A few years back a new domain level started, “Country Code” top-level domains.  This allows some countries to have their own top-levels.  The first I remember seeing was “.to” which represents the very small island of Tonga in the South Pacific.   Do not ask me why they get one and others do not.  If you are interested in a site with more detail, including a country list, try http://bit.ly/a7Vmpo.

If you notice the link above it is a “.ly” top-level domain which is the country code for Libya.  This does not mean that the site has anything to do with Libya other than the “.ly” at the end.  As a matter of fact I checked the owner of Bit.ly and it appears to be someone in New York.

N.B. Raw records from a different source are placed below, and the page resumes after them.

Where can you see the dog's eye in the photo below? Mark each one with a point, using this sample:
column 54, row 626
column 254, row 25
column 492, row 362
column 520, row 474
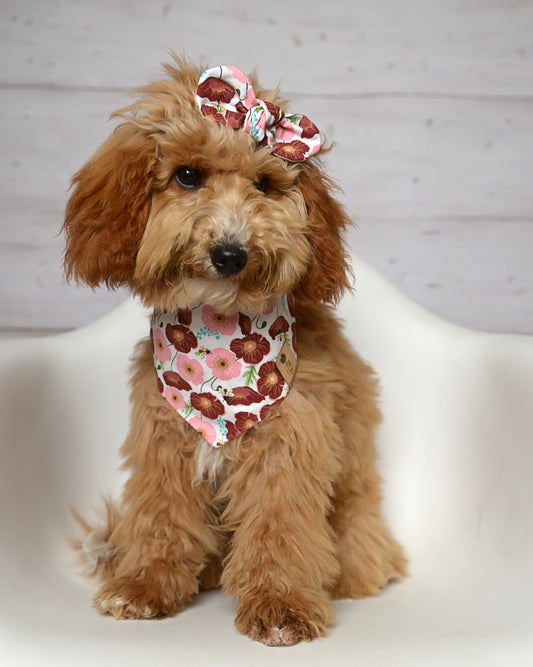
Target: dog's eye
column 262, row 184
column 189, row 177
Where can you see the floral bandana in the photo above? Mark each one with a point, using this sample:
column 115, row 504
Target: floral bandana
column 226, row 96
column 224, row 373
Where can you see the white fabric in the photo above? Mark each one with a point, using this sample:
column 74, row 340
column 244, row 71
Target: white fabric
column 456, row 455
column 223, row 373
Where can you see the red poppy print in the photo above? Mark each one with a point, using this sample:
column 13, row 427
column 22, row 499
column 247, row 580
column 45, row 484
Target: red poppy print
column 216, row 90
column 251, row 349
column 244, row 396
column 275, row 111
column 295, row 151
column 279, row 327
column 213, row 114
column 207, row 404
column 181, row 337
column 185, row 316
column 173, row 379
column 270, row 382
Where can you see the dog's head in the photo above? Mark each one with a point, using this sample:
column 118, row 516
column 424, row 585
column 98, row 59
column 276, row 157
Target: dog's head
column 184, row 210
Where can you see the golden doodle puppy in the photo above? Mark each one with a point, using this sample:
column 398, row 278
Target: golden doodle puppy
column 251, row 446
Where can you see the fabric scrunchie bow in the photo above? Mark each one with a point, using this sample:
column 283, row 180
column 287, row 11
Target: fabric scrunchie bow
column 225, row 95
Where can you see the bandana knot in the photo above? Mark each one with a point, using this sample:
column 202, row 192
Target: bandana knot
column 225, row 95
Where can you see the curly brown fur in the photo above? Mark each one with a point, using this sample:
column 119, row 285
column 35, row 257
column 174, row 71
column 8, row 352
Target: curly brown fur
column 286, row 516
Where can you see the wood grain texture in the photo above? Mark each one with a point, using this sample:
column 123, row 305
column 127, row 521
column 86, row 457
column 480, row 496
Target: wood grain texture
column 430, row 105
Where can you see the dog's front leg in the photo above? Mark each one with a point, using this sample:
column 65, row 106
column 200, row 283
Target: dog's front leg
column 167, row 532
column 282, row 558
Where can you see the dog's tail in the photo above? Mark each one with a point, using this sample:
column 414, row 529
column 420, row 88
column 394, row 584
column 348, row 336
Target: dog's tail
column 94, row 555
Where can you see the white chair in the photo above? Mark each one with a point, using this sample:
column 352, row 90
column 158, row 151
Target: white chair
column 456, row 454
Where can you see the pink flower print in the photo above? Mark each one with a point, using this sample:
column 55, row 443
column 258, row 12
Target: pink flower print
column 174, row 397
column 205, row 429
column 161, row 348
column 223, row 364
column 269, row 308
column 224, row 324
column 190, row 369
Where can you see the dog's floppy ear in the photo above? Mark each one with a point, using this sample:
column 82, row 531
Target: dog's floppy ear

imageOK, now to Bit.ly and what it does.  This designer had a great idea.  Sometimes you have a site address that is very long and cumbersome.  Bit.ly allows you to shorten a long URL address into a much shorter address.  For instance the one I typed two paragraphs up is actually the shortened bit.ly code for, “http://en.wikipedia.org/wiki/Country_code_top-level_domain”.  See the difference in the amount of space they take up.  In case you didn’t count that is 20 characters compared to 54…no question about which is easier to use.

If you go to http://bit.ly and enter a site address it will convert it to the short one. You can then give it out to others.  This makes a large address much easier to deal with.

One final interesting feature offered by the “bit.ly” site, is that it lets you know how many people use your link.  For instance, the link I gave last week for a dropbox.com account was clicked on by 35 people the first day it was printed and 12 actually signed up.

I made a bit.ly link that has received 1,876 views (my largest) since I posted it on Twitter.com, January, 2010.  It is http://bit.ly/9tqtAN which concerns the defunct TV show, “Firefly” (yeah, my favorite too).

There are other sites which provide similar services but bit.ly is the one I prefer.